Avrupa’da kapitalizmin gelişimi, sanayileşme ve modern devletlerin ortaya çıkışı, bu dünyayı ilgilendiren işlerin yani seküler alanın giderek büyümesini sağlamıştır. Öteki dünyayı ilgilendiren işler küçülmüş ve daralmıştır. Bu sürece ise, -maddi olanın bilgisinin, ruhani dünyanın alanını giderek daraltması anlamında- sekülerleşme denmektedir. Sekülerleşme öncesinde ruhani dünya, bilginin her yönüne hakimdi. Herhangi bir sorun varsa, bu, Tanrı böyle istediği için böyleydi. Sözgelimi, kölelerin varlığı, Tanrı’nın doğal düzeni böyle emrettiği içindi. Bu anlamda, toplumdaki tüm eşitsizlikler “Tanrı’nın iradesi budur” denerek meşrulaştırılıyordu. Ancak seküler alanın genişlemesi ile birlikte maddi dünya giderek ruhani dünyayı domine etti ve toplumdaki sorunların kökeni Tanrı’nın iradesinde değil, insanların maddi düzenlerinde aranmaya başladı. Sözgelimi kölelik veya kadınların ikincil konumu, maddi dünyanın en büyük aracı olan “akıl” yoluyla sorgulanmaya başlandı.

Bu durum giderek siyasal alana da sirayet etti.
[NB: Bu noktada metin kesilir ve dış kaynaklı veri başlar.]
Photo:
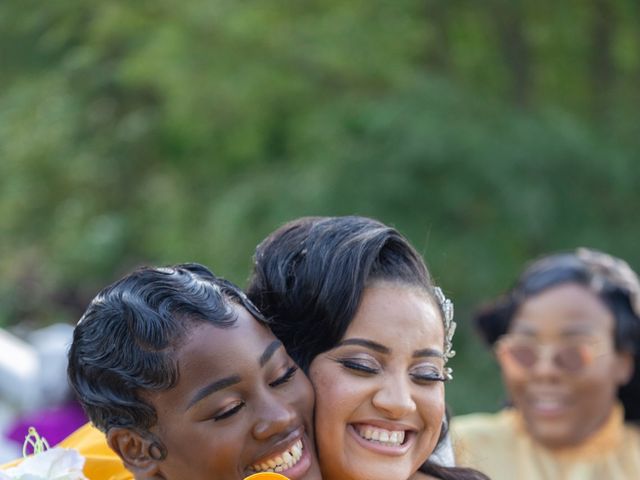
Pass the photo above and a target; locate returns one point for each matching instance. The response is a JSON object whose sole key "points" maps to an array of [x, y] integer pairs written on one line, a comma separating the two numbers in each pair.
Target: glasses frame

Tanrı’nın iradesini yerine getirdiğini sayan ve egemenliğini Tanrı’dan veya dinden alan yöneticilerin devri son bulmak üzereydi. Yöneticilerin tüm icraatları maddiyat üzerinden ve akıl ile değerlendirildi; egemenliğin dinden değil insanlardan geldiği fikri giderek yaygınlık kazandı. Bu anlamda sekülerizm dünyevi fikrin genişlemesi yoluyla insanları kul olmaktan çıkarıp onları yapan, eden, ifa eden, değiştiren, en azından değiştirme potansiyeli olan özneler haline getirdi. Tüm eşitlik, özgürlük ve kardeşlik fikirlerinin temeli seküler bilgiye ve sekülerleşmeye dayanmaktadır. Dolayısıyla bu fikrin bugün terkedilmesi veya sahiplenilmemesi gerektiği görüşü, insanlığın tüm bu gelişimini ve eşitlik, özgürlük ve kardeşlik fikirlerini ve icraatlarını terketmek olacaktır.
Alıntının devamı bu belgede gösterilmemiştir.